Draghi quer banca a emprestar a custo zero. Porque é que em Portugal se vai cobrar 3%?

Ex-presidente do BCE pede aos bancos para emprestarem dinheiro a custo zero às empresas. Em Portugal, vão ser cobradas taxas de 3% nas linhas de crédito anunciadas pelo Governo. Porquê?

Mario Draghi, antigo presidente do Banco Central Europeu (BCE), deixou esta quinta-feira um apelo aos bancos: “Emprestem dinheiro a custo zero a empresas preparadas para salvar empregos”.

É um pedido de quem liderou o supervisor da banca europeia nos últimos anos e de quem sabe melhor do que ninguém a crise que a Europa se prepara para enfrentar por causa da pandemia do coronavírus. “O custo das garantias não deve ter por base o risco de crédito da empresa, mas deve ser zero, independentemente do custo de financiamento do Governo que as emite”, reforçou o italiano num artigo de opinião publicado no Financial Times.

Apesar do tom sério de Draghi, este é um cenário praticamente impossível em Portugal. Se os empresários quiserem aceder às novas linhas de crédito de três mil milhões de euros que o Governo anunciou há uma semana vão ter de suportar encargos na ordem dos 3% quando forem aos bancos, de acordo com as condições protocoladas.

Em causa estão vários custos que as empresas portuguesas terão necessariamente de assumir: taxas de spread (a margem comercial dos bancos) entre 1% a 1,5%, acrescidas de uma comissão de gestão do processo de crédito de 0,5% e de uma taxa de 1% para a sociedade de garantia mútua.

“3% no momento em que estamos a viver é muito”, admitiu Miguel Maya, presidente do BCP, que fez questão de frisar que o banco cobrará apenas entre 1% e 1,5% aos seus clientes, enquanto 1% diz respeito à garantia.

Em declarações no programa “Negócios da Semana”, da SIC Notícias, adiantou que o BCP “vai fazer uma gestão equilibrada do preço”, tendo em conta “a complexidade do processo e o risco dos clientes”. Mas mais não pode fazer porque o banco também tem de suportar custos, como encargos regulatórios. “Quem é que paga os 47 milhões que o BCP paga ao fundo de resolução?”, lembrou Maya.

Além do risco do cliente, da dimensão do empréstimo e das garantias envolvidas, também custo de funding do banco entra nesta equação.

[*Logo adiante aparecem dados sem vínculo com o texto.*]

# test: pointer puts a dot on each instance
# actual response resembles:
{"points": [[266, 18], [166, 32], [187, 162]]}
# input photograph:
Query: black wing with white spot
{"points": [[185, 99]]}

O custo do funding corresponde ao valor que banco paga para se financiar no mercado com o dinheiro que vai depois emprestar aos clientes.

No caso do BCP, esse custo situou-se nos 0,26% em 2019. Ou seja, na prática, se o BCP cobrasse 0% pelos empréstimos como pede Draghi, o banco estaria já a perder dinheiro uma vez que o mercado lhe cobra 0,26%.

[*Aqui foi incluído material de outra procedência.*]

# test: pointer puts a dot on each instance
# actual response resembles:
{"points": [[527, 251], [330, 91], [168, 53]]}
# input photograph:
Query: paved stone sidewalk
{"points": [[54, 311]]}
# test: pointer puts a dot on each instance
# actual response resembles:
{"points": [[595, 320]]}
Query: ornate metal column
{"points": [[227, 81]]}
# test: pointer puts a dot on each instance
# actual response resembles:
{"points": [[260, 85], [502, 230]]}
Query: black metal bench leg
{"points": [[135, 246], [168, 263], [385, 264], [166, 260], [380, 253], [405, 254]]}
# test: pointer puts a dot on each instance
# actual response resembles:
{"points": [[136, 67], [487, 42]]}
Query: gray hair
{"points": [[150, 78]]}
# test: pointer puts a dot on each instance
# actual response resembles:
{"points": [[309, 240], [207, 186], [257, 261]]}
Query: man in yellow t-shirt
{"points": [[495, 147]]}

No Novo Banco, o custo de funding é mais elevado, na ordem dos 0,43%. “É a partir deste valor que se teria de colocar os 1,2% de custo operativo, o que já dá um custo superior a 1,5%, que é o que está em cima da mesa”, adiantou António Ramalho no mesmo programa.

O presidente do Novo Banco sublinhou que a exigência das autoridades europeias relativamente ao custo da garantia eleva bastante a taxa final. Ainda assim, garante que há agora “um conforto diferente face a 2011”, altura da crise financeira, em que os bancos financiaram as empresas a 8% e 9%, por não haver liquidez disponível no mercado.

Nesse sentido, o presidente do Novo Banco também não acredita que seja o fator preço a dissuadir os empresários de acederem às linhas de crédito, conseguindo assim manter as empresas abertas e protegendo os postos de trabalho.

“Não vão fechar as empresas, pelo contrário. Aquilo que vimos todos os dias nos empresários é uma vontade significativa de colaborarem. Também eles estão muito preocupados nestes tempos em que o volume de receitas desce de uma forma abissal”, disse.